SearchCloud, a new search engine that launched on July 17, has a new take on search refinement that it hopes will make it a useful alternative to the likes of Yahoo and Google. Instead of simply entering multiple keywords, users can rank how important each term is to the search. Each term is placed in a “search cloud”, where its weight is indicated by the size of the font.
For example, you could enter the words “TechCrunch” and “Apple” with TechCrunch more strongly weighted to (hopefully) get articles about Apple on our site. To further refine the search, you could enter terms like “iphone” and “app store” with a lesser weighting, which would help stories on those topics rise to the top, without excluding stories that don’t mention them.
It’s a great concept, but unfortunately SearchCloud’s execution is poor. Using the above example, not one search result on the front page came from TechCrunch. You also can’t adjust the weight of each term directly from the results page – you need to create a new search if you want to adjust the importance of a term.

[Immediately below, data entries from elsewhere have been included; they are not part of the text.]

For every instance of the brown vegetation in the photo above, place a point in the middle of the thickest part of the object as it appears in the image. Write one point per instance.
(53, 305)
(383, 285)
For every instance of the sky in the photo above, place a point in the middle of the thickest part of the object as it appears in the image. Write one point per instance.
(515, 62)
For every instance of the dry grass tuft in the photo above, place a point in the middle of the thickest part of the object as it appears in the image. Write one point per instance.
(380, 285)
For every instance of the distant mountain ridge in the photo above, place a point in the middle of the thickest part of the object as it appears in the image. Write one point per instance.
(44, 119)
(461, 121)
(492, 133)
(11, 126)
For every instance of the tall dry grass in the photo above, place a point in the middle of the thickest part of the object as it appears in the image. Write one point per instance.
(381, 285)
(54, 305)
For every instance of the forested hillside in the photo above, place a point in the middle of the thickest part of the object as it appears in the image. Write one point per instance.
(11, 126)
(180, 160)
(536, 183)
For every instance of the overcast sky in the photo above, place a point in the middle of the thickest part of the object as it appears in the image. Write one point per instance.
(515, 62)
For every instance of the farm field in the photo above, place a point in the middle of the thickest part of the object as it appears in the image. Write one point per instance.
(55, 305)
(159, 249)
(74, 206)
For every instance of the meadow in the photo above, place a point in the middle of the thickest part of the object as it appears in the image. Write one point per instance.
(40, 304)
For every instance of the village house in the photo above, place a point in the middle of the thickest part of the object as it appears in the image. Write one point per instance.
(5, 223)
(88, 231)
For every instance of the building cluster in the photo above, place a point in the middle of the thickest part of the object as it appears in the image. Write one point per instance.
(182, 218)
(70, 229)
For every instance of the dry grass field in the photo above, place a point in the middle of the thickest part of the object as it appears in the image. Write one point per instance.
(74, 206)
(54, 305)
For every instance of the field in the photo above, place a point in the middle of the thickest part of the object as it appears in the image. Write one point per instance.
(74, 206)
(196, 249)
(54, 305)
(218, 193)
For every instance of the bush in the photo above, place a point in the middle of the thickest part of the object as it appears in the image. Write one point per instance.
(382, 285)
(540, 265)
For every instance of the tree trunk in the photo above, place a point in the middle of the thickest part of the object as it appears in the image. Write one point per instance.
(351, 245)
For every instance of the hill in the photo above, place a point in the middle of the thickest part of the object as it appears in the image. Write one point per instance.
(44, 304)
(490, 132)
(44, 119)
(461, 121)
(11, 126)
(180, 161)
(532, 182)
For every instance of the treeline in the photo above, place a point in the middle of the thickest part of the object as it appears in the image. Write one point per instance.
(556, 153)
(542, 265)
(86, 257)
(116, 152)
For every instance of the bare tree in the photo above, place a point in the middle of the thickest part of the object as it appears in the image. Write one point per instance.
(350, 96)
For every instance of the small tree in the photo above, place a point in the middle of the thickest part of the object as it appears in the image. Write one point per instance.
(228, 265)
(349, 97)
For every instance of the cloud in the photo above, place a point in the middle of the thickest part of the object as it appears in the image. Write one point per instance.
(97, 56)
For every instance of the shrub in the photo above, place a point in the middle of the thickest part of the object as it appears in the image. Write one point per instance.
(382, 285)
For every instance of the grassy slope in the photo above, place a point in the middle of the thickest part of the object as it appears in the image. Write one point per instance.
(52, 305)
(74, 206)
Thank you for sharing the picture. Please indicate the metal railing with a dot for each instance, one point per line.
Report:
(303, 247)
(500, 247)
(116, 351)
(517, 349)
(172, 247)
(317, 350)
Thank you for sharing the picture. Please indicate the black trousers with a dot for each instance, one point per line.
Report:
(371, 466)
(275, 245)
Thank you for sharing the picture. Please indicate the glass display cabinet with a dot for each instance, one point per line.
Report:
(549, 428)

SearchCloud is relying on Yahoo’s search results,
but it’s unclear if and they’re using the new BOSS platform (which lets them reorder search results) instead of the normal API (which doesn’t) – an important differences that separates useful search engines from gimmicky new interfaces. BOSS allows developers to manipulate Yahoo’s search in ways that have previously been impossible, and will likely spawn a number of engines that will truly help today’s search evolve (though most attempts will likely be failures).
SearchCloud has a good idea with weighted keywords – if it can effectively harness BOSS and get some meaningful results then it may be on to something. For the time being though, it’s just a good idea that doesn’t work very well.